Activists pressing for affordable housing production through inclusionary zoning say they consider the plan a coup. “There’s a significant affordable housing guarantee built into a rezoning—that’s a big deal,” said Brad Lander, executive director of the Pratt Institute Center for Community and Environmental Development. Lander calls the incentive package an effective way to guarantee the production of affordable housing, even though it does not outright require anyone to build it. But elsewhere in the city, he cautions, where construction won’t be as dense or tall as in Manhattan, it could be harder to structure such powerful incentives. “Mandatory inclusionary zoning would be a better way, citywide, to offer a guarantee.”
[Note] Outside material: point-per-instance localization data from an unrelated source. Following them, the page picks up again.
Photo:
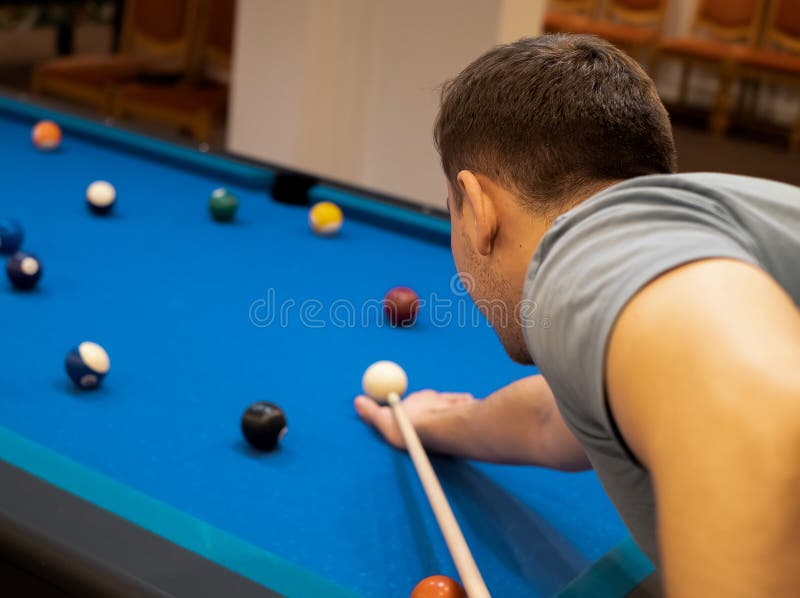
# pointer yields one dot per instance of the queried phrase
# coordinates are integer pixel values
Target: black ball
(263, 425)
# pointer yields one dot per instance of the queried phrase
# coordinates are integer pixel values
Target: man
(671, 362)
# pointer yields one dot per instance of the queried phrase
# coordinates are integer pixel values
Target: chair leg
(720, 115)
(686, 72)
(201, 127)
(794, 135)
(36, 83)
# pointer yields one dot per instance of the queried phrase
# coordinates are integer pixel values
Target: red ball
(401, 306)
(438, 586)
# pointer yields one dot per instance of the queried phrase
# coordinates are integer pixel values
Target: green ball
(223, 205)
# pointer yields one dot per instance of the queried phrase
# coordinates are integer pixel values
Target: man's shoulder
(713, 185)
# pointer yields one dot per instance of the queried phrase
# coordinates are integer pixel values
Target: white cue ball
(101, 194)
(383, 378)
(95, 357)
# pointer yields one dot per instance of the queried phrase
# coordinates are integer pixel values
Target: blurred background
(348, 89)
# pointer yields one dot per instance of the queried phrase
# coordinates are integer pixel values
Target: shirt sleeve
(591, 264)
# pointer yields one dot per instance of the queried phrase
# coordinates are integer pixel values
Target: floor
(741, 152)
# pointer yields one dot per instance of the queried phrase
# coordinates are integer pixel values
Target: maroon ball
(401, 305)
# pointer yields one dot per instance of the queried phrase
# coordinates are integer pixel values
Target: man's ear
(481, 204)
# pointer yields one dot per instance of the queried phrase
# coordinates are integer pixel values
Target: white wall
(348, 89)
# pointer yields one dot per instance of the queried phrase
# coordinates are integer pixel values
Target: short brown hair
(545, 116)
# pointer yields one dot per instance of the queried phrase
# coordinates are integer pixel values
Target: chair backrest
(782, 26)
(580, 7)
(637, 12)
(729, 20)
(217, 45)
(161, 31)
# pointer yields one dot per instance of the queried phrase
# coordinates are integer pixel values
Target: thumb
(380, 417)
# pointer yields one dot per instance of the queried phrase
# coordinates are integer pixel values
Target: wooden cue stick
(462, 557)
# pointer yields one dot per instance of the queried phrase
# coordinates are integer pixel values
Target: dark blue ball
(87, 365)
(24, 270)
(11, 236)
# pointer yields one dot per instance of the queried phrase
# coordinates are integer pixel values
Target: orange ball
(438, 586)
(46, 135)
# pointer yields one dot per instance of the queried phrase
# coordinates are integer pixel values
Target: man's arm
(703, 380)
(519, 423)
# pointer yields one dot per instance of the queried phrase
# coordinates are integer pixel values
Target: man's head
(527, 131)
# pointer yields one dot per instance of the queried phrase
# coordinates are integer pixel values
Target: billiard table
(145, 486)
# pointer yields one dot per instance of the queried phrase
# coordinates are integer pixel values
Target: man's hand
(421, 407)
(519, 423)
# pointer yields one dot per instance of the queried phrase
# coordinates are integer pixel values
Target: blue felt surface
(171, 295)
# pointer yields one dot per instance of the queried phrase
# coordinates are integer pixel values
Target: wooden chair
(155, 43)
(720, 31)
(634, 25)
(562, 16)
(196, 102)
(777, 59)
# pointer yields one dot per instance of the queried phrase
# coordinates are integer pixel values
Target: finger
(381, 418)
(457, 398)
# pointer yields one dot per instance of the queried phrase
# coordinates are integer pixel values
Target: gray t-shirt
(597, 256)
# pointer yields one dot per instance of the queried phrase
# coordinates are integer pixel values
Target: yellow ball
(325, 218)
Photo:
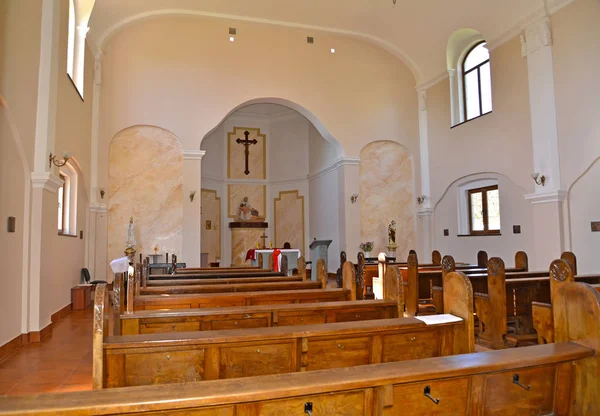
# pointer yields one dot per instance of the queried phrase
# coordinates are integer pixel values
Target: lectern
(318, 250)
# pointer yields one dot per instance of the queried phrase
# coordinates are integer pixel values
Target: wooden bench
(561, 273)
(500, 302)
(207, 319)
(560, 379)
(192, 356)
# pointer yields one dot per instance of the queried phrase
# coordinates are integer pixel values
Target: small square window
(484, 211)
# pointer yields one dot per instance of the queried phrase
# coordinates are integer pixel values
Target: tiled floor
(63, 362)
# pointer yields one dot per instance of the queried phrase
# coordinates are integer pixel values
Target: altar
(291, 253)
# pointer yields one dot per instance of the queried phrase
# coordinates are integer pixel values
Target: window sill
(474, 118)
(67, 235)
(479, 235)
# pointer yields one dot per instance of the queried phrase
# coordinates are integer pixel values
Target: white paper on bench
(444, 318)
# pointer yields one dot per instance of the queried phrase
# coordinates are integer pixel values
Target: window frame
(483, 190)
(63, 202)
(464, 83)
The association representing major real estate developers expressed confidence its members will build the affordable housing. “The administration and the council leadership have been speaking to us, the board and our members who would be building here, and that’s always been everybody’s question: Would this be the right incentive to make sure we get the affordable housing?” said Steven Spinola, president of the Real Estate Board of New York. “The answer is absolutely yes.”
Some activists in Williamsburg and Greenpoint, where inclusionary zoning is now under consideration, still say they will not accept anything short of hard requirements for developers to build affordable housing. Said Martin Needelman of Mobilization Against Displacement and Legal Services Corporation A, “80-20 is not available for us in the outer boroughs. We’re very concerned that without a firm guarantee it’s going to be very hard to be assured that [affordable housing development] is going to happen.”
Councilmember Quinn suggested she wouldn’t have minded mandates for Manhattan, either. “It was out of scope,” she noted—not in the city’s zoning proposal, and therefore legally outside the council’s power to consider. “That’s my out.”